Dès le début de la Réforme française, La Rochelle s'imposa en tant que centre politique et militaire protestant. Les fortifications de la ville résistèrent à de nombreux sièges au fil des ans. En 1627, La Rochelle fut assiégée par le cardinal Richelieu (1585-1642). La capitulation de la ville en 1628 mit fin à l'influence du parti politique huguenot et aux ambitions religieuses de la ville.
Histoire ancienne
Bien que des vestiges d'activité humaine aient été trouvés dans la région de La Rochelle dès le IIe siècle avant notre ère, sa première apparition dans les documents officiels est celle d'un modeste village au Xe siècle, pendant le Moyen-Âge. Le nom de la ville, Rochella, ou petit rocher, vient de son emplacement sur un terrain rocheux. Les industries de la pêche et de l'extraction du sel conduisirent à la croissance commerciale et à la prospérité de la ville.

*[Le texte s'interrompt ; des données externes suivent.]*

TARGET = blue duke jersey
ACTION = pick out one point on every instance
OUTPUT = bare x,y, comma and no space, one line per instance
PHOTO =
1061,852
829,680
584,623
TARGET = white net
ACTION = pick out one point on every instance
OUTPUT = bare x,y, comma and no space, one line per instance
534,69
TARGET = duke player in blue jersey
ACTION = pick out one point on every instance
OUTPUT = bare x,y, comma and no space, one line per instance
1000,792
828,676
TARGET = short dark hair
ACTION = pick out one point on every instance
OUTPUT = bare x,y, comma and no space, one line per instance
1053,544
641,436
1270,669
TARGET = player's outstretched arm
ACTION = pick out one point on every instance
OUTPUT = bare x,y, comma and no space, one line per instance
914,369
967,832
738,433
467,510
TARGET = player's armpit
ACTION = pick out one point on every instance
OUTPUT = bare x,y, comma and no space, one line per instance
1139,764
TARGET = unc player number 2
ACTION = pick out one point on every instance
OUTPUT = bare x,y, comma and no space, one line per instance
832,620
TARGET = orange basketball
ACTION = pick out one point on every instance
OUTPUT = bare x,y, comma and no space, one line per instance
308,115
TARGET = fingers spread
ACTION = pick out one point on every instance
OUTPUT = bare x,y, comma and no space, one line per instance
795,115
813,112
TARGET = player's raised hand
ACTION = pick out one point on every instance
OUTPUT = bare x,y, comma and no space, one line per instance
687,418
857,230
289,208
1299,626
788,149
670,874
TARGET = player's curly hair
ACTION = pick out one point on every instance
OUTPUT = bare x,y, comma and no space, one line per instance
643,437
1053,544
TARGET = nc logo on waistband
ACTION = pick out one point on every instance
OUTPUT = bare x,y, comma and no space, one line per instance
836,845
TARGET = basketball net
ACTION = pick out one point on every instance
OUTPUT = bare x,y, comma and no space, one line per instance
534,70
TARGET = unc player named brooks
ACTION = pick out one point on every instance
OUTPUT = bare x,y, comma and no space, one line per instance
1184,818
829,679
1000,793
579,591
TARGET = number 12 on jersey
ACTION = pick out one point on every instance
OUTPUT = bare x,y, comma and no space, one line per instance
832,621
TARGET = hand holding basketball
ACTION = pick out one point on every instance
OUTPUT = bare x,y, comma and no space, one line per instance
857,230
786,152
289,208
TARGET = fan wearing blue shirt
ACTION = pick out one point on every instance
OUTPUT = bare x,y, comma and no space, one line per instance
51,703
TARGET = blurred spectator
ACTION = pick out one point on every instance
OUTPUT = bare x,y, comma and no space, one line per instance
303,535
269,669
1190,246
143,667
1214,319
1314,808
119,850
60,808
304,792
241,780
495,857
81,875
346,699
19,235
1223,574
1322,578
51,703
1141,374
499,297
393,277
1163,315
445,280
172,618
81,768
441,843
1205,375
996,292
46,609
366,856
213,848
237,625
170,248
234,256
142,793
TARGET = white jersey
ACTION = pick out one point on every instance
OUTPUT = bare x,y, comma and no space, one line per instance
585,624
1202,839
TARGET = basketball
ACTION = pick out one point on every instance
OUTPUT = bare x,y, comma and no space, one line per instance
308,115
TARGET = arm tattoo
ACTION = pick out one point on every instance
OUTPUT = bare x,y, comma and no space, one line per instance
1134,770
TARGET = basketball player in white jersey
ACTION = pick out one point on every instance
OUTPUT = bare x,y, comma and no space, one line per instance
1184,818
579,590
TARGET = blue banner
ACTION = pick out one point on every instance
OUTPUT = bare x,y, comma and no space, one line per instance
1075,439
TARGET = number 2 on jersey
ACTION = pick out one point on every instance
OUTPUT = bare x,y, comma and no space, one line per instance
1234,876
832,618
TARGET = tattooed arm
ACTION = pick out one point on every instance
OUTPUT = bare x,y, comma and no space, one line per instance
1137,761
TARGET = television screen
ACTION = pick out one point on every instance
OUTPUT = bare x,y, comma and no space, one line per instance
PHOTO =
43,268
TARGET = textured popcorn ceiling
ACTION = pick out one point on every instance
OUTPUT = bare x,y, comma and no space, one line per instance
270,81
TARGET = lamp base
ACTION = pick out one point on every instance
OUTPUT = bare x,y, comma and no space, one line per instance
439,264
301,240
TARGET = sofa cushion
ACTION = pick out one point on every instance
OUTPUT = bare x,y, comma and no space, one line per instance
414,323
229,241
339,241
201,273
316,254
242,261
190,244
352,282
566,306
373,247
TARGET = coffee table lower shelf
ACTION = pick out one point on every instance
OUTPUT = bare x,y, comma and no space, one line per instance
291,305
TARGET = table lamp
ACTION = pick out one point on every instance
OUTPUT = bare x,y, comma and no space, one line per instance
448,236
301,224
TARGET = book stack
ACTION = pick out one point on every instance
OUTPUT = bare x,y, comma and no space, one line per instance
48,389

Lorsque le duc Guillaume X d'Aquitaine (1099-1137) détruisit les fortifications de la ville voisine de Châtelaillon en 1130, la destin de La Rochelle fut assuré. Le duc soutint le développement de cette nouvelle ville en accordant des privilèges destinés à attirer des résidents. À cette époque, la ville ne comptait qu'une seule paroisse, établie par les moines de Cluny, sur le site où serait érigée plus tard une église dédiée à Notre-Dame. La croissance démographique s'accéléra avec le développement des échanges avec l'étranger. La production de vin d'Aunis et de Saintonge, provinces historiques de la France, contribua à la prospérité de la ville. La Rochelle devint le principal lieu de commerce entre la Loire et la Gironde et étendit sa domination sur les petits ports et les îles qui jalonnent le littoral. Vers la fin du XIIe siècle, l'arrivée des Templiers (l'Ordre du Temple) favorisa le développement commercial et l'extension des frontières de la ville.
Conquêtes anglaises
La ville passa sous contrôle anglais lorsque Henri II d'Angleterre (r. de 1154 à 1189), second époux d'Aliénor d'Aquitaine (1122-1204), devint roi. Avec Bordeaux, La Rochelle devint une base commerciale et militaire pour le roi d'Angleterre. C'est à partir de La Rochelle que le roi Jean d'Angleterre (r. de 1199 à 1216) lança sa dernière campagne militaire avant sa défaite définitive contre Philippe II de France (r. de 1180 à 1223) à Bouvines en 1214. La mort du roi Jean en 1216 provoqua une certaine effervescence parmi les seigneurs locaux qui profitèrent de l'affaiblissement de l'autorité royale. Lorsque le roi Louis VIII de France (r. de 1223 à 1226) assiégea la ville en 1224, les habitants se rallièrent au souverain français. Les troupes royales de Louis IX de France (r. de 1226 à 1270) marchèrent sur la Saintonge pour rétablir l'ordre lorsque le puissant comte Hugues de Lusignan (c. 1183-1249) se rebella contre son souverain et s'allia aux Anglais. La Rochelle resta fidèle au roi de France lorsque les troupes anglaises et leurs alliés de Bayonne échouèrent dans leur tentative d'assiéger la ville en 1242.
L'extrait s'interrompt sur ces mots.